Prolonged ocular hypotension: would ciliary tissue transplantation help.

AIMS: Ocular hypotony and phthisis bulbi from persistent fistulae, ciliochoridal detachments, or inflammation, that cannot be treated currently. However, complete shutdown of the ciliary epithelium is rare. Secreting, transplanted ciliary tissue could restore the IOP to a level where further visual damage would not occur or even be reversed. METHODS: Allografts of ciliary epithelium and its substrate were placed on to the surface of the iris of normal albino rabbits. The progress of the transplanted tissue was followed in the untreated animals, those who had been immunosuppressed and those who had been immunosuppresed together with cold whole body perfusion for up to 55 days. Changes were assessed by slit-lamp observation, luconyl blue staining, fluoresceine angiography, and these were compared with the histology and electron microscopic appearances. RESULTS: Transplants survived the period of ischaemia in the anterior chamber. They started to be revascularised within 4 days and were completely revascularised in 12 days. Untreated animals showed classical rejection phenomena. However, the ciliary epithelial tissue in those animals who were immunosuppressed and had been subjected to whole body perfusion remained normal and were secreting aqueous, as judged by the histological and electron microscopic appearances. CONCLUSIONS: Perfused allografts of ciliary tissue will survive in the normal anterior chamber of the immunosuppressed rabbit, and the electron microscopic evidence indicates that the tissue is producing aqueous. If this can be shown to be adequate in the damaged eye, then ciliary transplantation could be a valuable tool in the management of severe intractable hypotony.
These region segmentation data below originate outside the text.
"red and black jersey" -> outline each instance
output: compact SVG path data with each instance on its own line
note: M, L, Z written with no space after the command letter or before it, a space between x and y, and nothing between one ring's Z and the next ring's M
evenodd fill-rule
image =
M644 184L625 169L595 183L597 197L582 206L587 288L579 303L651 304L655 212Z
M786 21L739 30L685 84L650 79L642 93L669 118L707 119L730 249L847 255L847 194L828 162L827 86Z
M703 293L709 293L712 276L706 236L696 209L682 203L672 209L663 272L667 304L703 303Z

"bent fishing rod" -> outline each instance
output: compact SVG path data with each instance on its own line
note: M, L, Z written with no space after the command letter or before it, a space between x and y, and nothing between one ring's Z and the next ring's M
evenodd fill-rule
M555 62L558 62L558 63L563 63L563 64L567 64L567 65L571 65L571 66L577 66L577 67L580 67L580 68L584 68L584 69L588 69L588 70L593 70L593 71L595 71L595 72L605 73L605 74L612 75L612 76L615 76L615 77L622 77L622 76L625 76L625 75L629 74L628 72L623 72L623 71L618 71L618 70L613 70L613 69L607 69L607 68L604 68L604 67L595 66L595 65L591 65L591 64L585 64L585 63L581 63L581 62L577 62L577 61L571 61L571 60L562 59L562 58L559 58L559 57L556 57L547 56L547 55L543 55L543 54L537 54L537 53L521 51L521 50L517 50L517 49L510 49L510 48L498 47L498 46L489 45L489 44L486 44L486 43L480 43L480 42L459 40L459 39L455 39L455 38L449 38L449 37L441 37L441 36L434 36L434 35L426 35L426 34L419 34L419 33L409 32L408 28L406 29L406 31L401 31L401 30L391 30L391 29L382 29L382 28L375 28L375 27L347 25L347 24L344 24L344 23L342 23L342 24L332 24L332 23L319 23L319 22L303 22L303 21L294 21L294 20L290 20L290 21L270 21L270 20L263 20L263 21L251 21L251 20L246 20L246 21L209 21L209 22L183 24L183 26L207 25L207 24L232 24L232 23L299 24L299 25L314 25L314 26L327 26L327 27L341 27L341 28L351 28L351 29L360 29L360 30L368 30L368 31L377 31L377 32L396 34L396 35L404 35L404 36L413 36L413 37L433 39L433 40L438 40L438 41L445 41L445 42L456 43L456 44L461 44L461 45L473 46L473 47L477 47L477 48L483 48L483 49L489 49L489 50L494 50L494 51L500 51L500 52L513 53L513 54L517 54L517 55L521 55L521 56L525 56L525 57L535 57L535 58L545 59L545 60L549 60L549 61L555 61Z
Ciliary tissue transplantation in the rabbit.

Irreversible damage of the ciliary body can be responsible for prolonged ocular hypotony and phthisis bulbi, which, currently, cannot be treated. The aim of this study was to achieve survival of morphologically normal ciliary tissue (CT) transplants in the anterior chamber of a rabbit's eye. Outbred female New Zealand albino rabbits received CT allografts, which were placed on to the surface of the host iris. We evaluated the influence of ciclosporin (CsA), VEGF and donor perfusion on graft survival. Operated eyes were assessed clinically and histologically, and revascularization of the grafts was determined by fluorescein angiography. All grafts became dark and ischemic during the first five to seven days after transplantation. Reperfusion of the grafted tissue was complete at approximately ten days after transplantation. In untreated animals, transplants became infiltrated by inflammatory cells, which led to destruction of the tissue. This was prevented by systemic use of CsA. Transplants treated with VEGF prior to transplantation had fewer ischemic areas but epithelial cell survival was not improved. Whole body donor perfusion prior to preparation of the grafts resulted in less inflammation and, histologically, in a better quantity and quality of the epithelial cells in the CT transplants. Ciliary tissue can be successfully transplanted but the ciliary epithelium suffers from ischemia and in untreated animals the whole transplant is rejected in the classical fashion. If the donor is perfused and the host immunosuppressed, histologically normal ciliary epithelium can be preserved together with rapid revascularization, minimal inflammation and good survival of the transplant, although fibrosis continued to occur during the two months after transplantation.